Pembangunan PLTU Batang membutuhkan sekitar 226 hektare lahan.

Greenpeace mencatat pembangunan PLTU yang diklaim akan menjadi PLTU terbesar di Asia Tenggara dengan kapasitas 2000 megawatt (2x1000 megawatt) itu memangsa lahan pertanian produktif, sawah beririgasi teknis seluas 124,5 hektare, perkebunan melati seluas 20 hektar, serta sawah-sawah tadah hujan.

Selain itu lokasi pembangunan PLTU ada di Kawasan Konservasi Laut Daerah Ujungnegoro-Roban, salah satu perairan paling kaya ikan di pantai utara Jawa.

Saat ini masih ada 29,8 hektare lahan milik 74 warga yang belum dijual. Mereka yang belum menjual lahan mengaku mengalami intimidasi dan kekerasan.

Mereka juga diancam dengan Undang-Undang No. 2/2012 tentang Pengadaan Tanah Bagi Pembangunan Untuk Kepentingan Umum supaya mau melepas lahan.

Cayadi, seorang pemilik lahan di Karanggeneng, mengatakan dia harus mendekam di penjara selama tujuh bulan karena dituduh melakukan kejahatan yang tidak pernah ia lakukan.

"Karena saya punya lahan, saya pertahankan lahan saya sampai sekarang tidak dijual karena saya dan warga menolak adanya rencana pembangunan PLTU," katanya.

"Saya tidak melakukan kesalahan apapun, hanya fitnah dari oknum-oknum yang menjatuhkan saya karena saya tidak mau menjual lahan. Di penjara pun saya mendapat tekanan dan saya diiming-imingi bebas kalau saya mau jual lahannya," tambah dia.

Tokoh agama dari Desa Ujungnegoro, Karomat, juga mengatakan bahwa warga juga dibuat ketakutan oleh aksi para preman.

"Permainan dalam jual beli yang dilakukan yang berkuasa, adanya preman yang bertindak sampai warga merasa ketakutan, perilaku itu seperti penjajah... Itu perilaku yang jahat dan tidak sopan," katanya.

"Ketika Pak jokowi mau ambil keputusan, apakah pembangunan ini sesuai tata ruang, sedangkan jual beli melanggar tata tertib negara dan menodai undang-undang karena tanah produktif di desa kami membangun pangan nasional," kata Karomat.


Tetap menolak

PLTU Batang merupakan bagian dari proyek Rencana Induk Percepatan dan Perluasan Pembangunan Ekonomi Indonesia. Pembangunannya akan didanai oleh Japan Bank for International Cooperation (JBIC) dan beberapa bank swasta Jepang.

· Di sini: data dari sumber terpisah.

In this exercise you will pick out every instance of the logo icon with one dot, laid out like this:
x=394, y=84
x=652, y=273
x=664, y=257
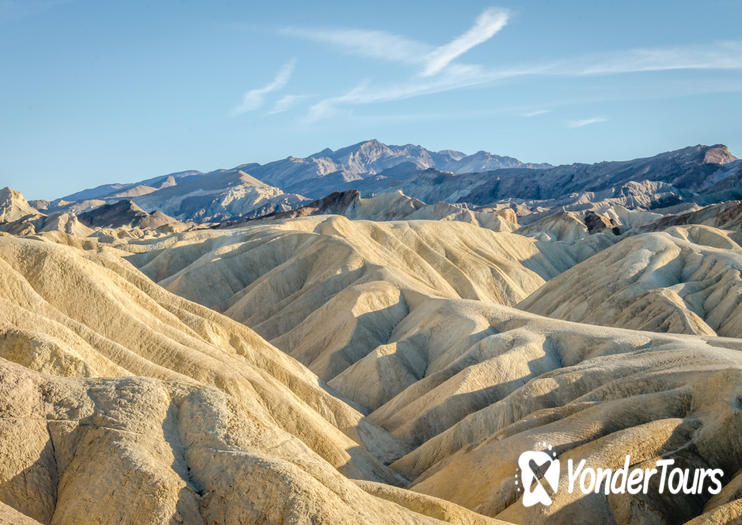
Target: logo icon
x=531, y=463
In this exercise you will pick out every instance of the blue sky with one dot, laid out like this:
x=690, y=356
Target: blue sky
x=93, y=92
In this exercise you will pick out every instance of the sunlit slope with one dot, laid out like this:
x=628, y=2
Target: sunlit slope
x=482, y=383
x=329, y=290
x=685, y=280
x=124, y=403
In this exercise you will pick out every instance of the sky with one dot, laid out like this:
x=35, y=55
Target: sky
x=94, y=92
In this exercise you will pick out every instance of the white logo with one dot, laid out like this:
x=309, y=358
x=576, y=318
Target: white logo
x=530, y=462
x=540, y=470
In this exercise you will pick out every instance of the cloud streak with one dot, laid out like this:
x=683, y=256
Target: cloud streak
x=285, y=103
x=390, y=47
x=535, y=113
x=585, y=122
x=255, y=98
x=371, y=44
x=490, y=22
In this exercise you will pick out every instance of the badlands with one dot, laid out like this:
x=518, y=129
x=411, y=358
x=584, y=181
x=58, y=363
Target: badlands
x=364, y=359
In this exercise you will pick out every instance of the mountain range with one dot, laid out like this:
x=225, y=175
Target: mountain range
x=211, y=348
x=697, y=174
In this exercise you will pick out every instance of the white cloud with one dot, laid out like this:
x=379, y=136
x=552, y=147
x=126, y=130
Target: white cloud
x=585, y=122
x=487, y=25
x=395, y=48
x=285, y=103
x=720, y=55
x=255, y=98
x=372, y=44
x=535, y=113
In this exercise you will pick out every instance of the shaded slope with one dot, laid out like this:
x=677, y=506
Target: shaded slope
x=123, y=403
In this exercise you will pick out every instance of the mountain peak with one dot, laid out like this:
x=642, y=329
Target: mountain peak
x=718, y=154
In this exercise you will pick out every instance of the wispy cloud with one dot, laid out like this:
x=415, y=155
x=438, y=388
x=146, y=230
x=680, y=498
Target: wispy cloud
x=372, y=44
x=585, y=122
x=285, y=103
x=720, y=55
x=536, y=113
x=255, y=98
x=487, y=25
x=17, y=9
x=436, y=69
x=395, y=48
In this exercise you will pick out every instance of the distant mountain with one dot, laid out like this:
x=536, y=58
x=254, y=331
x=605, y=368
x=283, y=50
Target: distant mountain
x=188, y=196
x=697, y=174
x=321, y=173
x=692, y=172
x=13, y=206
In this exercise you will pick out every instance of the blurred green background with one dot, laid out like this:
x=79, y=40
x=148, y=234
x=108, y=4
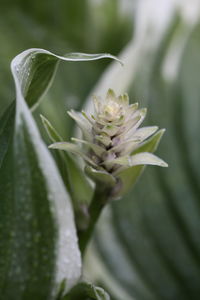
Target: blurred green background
x=146, y=246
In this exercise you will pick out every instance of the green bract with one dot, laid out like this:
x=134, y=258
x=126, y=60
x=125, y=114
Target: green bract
x=111, y=139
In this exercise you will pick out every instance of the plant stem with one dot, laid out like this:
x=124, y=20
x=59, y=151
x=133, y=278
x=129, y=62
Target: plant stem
x=100, y=198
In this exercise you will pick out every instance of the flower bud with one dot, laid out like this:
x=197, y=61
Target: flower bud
x=110, y=137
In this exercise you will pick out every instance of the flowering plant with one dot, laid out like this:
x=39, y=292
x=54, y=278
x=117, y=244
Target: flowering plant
x=111, y=139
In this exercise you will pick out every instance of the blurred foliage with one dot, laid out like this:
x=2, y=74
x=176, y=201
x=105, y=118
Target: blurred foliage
x=154, y=249
x=147, y=245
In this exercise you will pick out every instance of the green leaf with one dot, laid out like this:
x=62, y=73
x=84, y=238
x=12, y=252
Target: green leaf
x=34, y=70
x=87, y=291
x=33, y=199
x=74, y=178
x=154, y=246
x=130, y=175
x=100, y=177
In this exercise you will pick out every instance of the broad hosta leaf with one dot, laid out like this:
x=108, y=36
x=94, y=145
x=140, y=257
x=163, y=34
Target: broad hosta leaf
x=154, y=246
x=87, y=291
x=34, y=69
x=38, y=244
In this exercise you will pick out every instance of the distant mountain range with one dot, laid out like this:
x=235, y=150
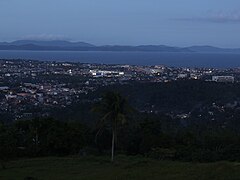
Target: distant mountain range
x=82, y=46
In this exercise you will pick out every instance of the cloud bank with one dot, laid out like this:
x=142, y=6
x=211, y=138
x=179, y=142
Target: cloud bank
x=219, y=17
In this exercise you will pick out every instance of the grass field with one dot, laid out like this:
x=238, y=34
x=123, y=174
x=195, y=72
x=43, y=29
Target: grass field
x=125, y=168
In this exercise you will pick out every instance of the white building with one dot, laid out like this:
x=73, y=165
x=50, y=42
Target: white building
x=223, y=79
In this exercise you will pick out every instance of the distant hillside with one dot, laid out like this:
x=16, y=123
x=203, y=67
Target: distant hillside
x=82, y=46
x=211, y=49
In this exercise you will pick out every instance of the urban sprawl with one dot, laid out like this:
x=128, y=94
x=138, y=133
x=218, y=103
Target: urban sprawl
x=27, y=85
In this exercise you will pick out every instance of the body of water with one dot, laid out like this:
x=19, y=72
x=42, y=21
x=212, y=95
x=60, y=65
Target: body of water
x=217, y=60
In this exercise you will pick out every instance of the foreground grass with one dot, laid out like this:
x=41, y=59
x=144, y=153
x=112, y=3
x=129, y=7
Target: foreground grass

PT Bhimasena Power Indonesia (BPI), yang memenangkan tender pembangunan pembangkit listrik itu, merupakan konsorsium yang terdiri atas PT Adaro Power, J-Power, dan Itochu Corp.

Warga Batang yang tergabung dalam Paguyuban UKPWR selama hampir empat tahun berusaha mempertahankan lahan pertanian produktif dan kawasan kaya ikan tangkap mereka dengan menolak rencana pembangunan PLTU tersebut.

"Proses rencana pembangunan PLTU batang menunjukkan hak-hak yang melanggar hukum karena kawasan konservasi lautan daerah adalah tempat persis area yang akan di bangun PLTU," ujar Nurhakim, seorang nelayan dari Desa Roban Timur.

Ia menambahkan bahwa dalam setahun nelayan di kawasan tersebut bisa menghasilkan lebih dari Rp7 miliar dari 250 kapal yang masing-masing berkapasitas 13 ton.

"Banyak nelayan dari Rembang, Pati, Jakarta, dan Jawa Timur yang beroperasi di perairan Batang karena laut yang masih murni, makmur, mengeluarkan banyak hasil tangkapan," kata Nurhakim.

Ia bersama puluhan perwakilan warga yang terdiri atas pemilik lahan, petani, nelayan, dan buruh tani datang ke Jakarta untuk menyampaikan fakta-fakta yang terjadi di Batang dalam beberapa bulan terakhir dan mengulang penolakan mereka pada rencana pembangunan pembangkit listrik tersebut.

"Sekali lagi kami tegaskan bahwa kami menolak PLTU Batang yang akan dibangun di desa kami. Presiden Jokowi harus mendengarkan suara kami karena kami adalah pendukung kuat Beliau selama pemilihan Presiden," katanya.

"Kami percaya bahwa Jokowi akan mempertimbangkan kedaulatan pangan sebagai prioritas utamanya. Tanah, dan laut kami adalah salah satu yang paling subur dan produktif di Pulau Jawa," kata Roidi, warga lainnya.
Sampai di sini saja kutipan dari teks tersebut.